A few limitations were identified during the course of this research. One key constraint was the limited number of computing nodes available in our experimental environment, which restricted the scale of our implementation compared to other studies. Testing the implementation on bigger clusters would be necessary. Another limitation is the lack of a chain regeneration mechanism, which is tricky to implement in a distributed memory environment. This absence led to fewer generated chains then requested, which makes the table imperfect. Future work could address this issue and improve the rainbow table generation process. Another area for future work is to experiment with other parallelization techniques for rainbow tables generation, for example, utilizing the power of GPU to enhance the generation process.

6. Conclusions

This research presents an approach to the parallel generation of rainbow tables using the Message Passing Interface standard. The proposed approach is based on a modified master-slave model, where each process independently generates starting points, and the master process resolves chain conflicts. Our implementation achieves significant improvements in performance and efficiency. The reduction in inter-process communication compared to traditional approaches enhances scalability and execution speed, as demonstrated through experimental evaluations. The experimental evaluation is composed of three experiments. In the first experiment, we evaluated the parallel performance for four cryptographic hash functions (SHA-256, SHA-512, MD5 and NTLMv2), achieving near-linear speedup and maintaining efficiency between 95% and 99% across different numbers of computing nodes. This demonstrates the scalability and robustness of the implementation, even for computationally demanding functions like SHA-512.
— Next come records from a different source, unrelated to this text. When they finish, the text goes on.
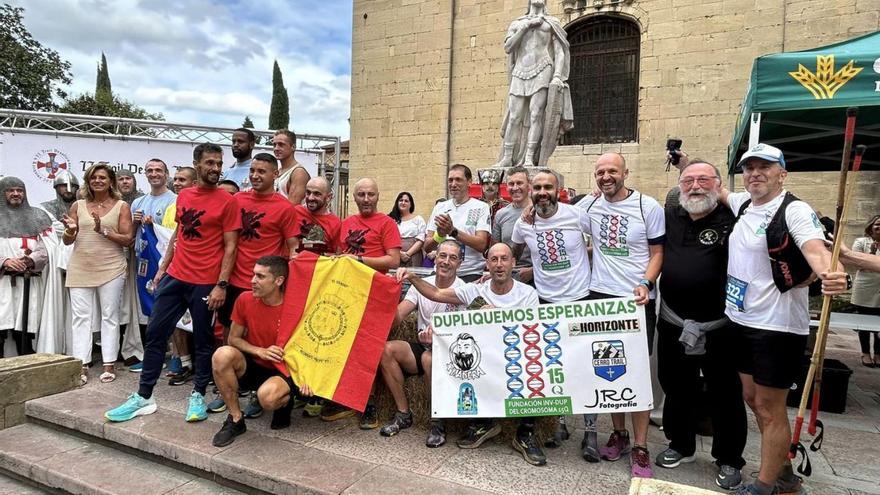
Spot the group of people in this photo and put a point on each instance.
(717, 304)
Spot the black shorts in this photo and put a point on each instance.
(255, 375)
(650, 316)
(224, 313)
(418, 349)
(773, 359)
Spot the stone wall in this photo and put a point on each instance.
(696, 56)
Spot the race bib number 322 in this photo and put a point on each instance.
(736, 293)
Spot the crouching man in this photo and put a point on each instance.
(250, 358)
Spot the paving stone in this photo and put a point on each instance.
(10, 486)
(167, 435)
(98, 469)
(23, 445)
(498, 468)
(405, 450)
(199, 486)
(386, 480)
(278, 466)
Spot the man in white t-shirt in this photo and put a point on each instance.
(558, 253)
(772, 326)
(464, 219)
(501, 291)
(402, 358)
(628, 231)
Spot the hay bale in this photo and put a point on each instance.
(418, 395)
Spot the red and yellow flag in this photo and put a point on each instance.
(336, 318)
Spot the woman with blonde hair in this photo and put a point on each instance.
(101, 226)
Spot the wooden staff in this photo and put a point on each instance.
(819, 347)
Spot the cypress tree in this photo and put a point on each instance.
(103, 89)
(279, 109)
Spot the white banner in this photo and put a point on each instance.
(549, 360)
(37, 158)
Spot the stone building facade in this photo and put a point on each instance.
(429, 86)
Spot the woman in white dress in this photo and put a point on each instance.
(412, 229)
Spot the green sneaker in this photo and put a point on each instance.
(197, 410)
(133, 407)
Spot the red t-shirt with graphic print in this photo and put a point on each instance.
(317, 233)
(370, 236)
(203, 216)
(266, 224)
(261, 321)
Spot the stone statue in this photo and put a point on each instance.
(539, 102)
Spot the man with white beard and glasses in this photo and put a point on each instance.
(693, 334)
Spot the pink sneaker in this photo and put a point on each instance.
(641, 463)
(618, 445)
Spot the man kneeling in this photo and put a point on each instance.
(250, 358)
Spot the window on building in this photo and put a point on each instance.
(604, 80)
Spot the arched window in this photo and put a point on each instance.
(604, 80)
The second experiment highlighted the scalability of the implementation by varying the number of processed chains from 100 to 100,000. The results revealed that the execution time increases with larger workloads, with SHA-512 exhibiting the highest computational cost due to its complexity. In the third experiment, we analyzed the influence of chain length on execution time. The findings showed that longer chains significantly increased execution times, with SHA-512 once again showing the steepest growth, while MD5 and NTLMv2 had relatively lower computational overhead.
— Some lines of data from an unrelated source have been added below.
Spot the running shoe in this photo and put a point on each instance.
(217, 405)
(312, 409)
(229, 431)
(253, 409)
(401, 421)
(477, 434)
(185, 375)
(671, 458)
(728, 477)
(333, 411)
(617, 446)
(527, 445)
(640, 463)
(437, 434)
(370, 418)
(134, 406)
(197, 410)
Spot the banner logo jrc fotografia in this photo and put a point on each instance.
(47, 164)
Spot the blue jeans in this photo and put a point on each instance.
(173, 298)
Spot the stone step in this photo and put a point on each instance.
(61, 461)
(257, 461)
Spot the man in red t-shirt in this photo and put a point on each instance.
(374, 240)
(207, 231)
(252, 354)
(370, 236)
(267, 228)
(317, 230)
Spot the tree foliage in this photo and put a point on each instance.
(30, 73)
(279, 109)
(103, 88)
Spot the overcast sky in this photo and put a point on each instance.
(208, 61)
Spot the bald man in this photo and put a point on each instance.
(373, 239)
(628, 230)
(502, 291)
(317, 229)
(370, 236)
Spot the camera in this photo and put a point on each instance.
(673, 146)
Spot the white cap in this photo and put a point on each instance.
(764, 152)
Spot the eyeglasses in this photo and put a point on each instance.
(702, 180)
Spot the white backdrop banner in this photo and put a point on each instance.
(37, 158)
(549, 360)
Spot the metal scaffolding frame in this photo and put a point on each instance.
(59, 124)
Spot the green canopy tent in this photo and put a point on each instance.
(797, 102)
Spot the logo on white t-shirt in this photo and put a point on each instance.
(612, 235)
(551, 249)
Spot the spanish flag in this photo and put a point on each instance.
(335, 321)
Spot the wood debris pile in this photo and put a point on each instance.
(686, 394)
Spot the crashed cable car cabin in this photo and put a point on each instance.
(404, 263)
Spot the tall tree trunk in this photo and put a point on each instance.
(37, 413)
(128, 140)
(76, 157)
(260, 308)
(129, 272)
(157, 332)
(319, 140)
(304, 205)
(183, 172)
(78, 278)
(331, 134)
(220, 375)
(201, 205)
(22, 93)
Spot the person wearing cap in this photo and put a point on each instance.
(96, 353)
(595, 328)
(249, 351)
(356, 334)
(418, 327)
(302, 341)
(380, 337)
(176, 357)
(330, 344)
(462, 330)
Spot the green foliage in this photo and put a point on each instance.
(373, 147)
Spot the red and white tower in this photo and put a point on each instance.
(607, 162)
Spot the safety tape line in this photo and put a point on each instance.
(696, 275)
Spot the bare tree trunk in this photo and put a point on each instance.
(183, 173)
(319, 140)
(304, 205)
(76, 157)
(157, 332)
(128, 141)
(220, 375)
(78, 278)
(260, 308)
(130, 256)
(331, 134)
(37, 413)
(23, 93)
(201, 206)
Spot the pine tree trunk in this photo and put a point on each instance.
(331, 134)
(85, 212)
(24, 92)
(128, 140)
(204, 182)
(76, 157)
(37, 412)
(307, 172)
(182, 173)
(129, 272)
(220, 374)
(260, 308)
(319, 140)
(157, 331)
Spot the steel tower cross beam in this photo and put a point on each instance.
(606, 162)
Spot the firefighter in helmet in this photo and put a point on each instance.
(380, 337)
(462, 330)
In addition, the study acknowledges certain limitations, including the absence of a chain regeneration mechanism and constraints imposed by the available computing infrastructure. It is important to note that our implementation could be extended to longer and more complex passwords by adjusting the reduction function and search space size. Obviously, this would require additional computational resources due to the exponential increase of the search space. Overall, the proposed approach contributes a practical and efficient solution to the computational demands of rainbow table generation, advancing the field of cryptanalysis and password recovery.

While the use of password salting has significantly reduced the effectiveness of rainbow tables in modern authentication systems, our work remains relevant in scenarios where salting is absent or improperly implemented or when legacy systems are targeted. In addition, the use of rainbow tables can be useful for penetration testing, cyber forensics investigations and password security evaluations.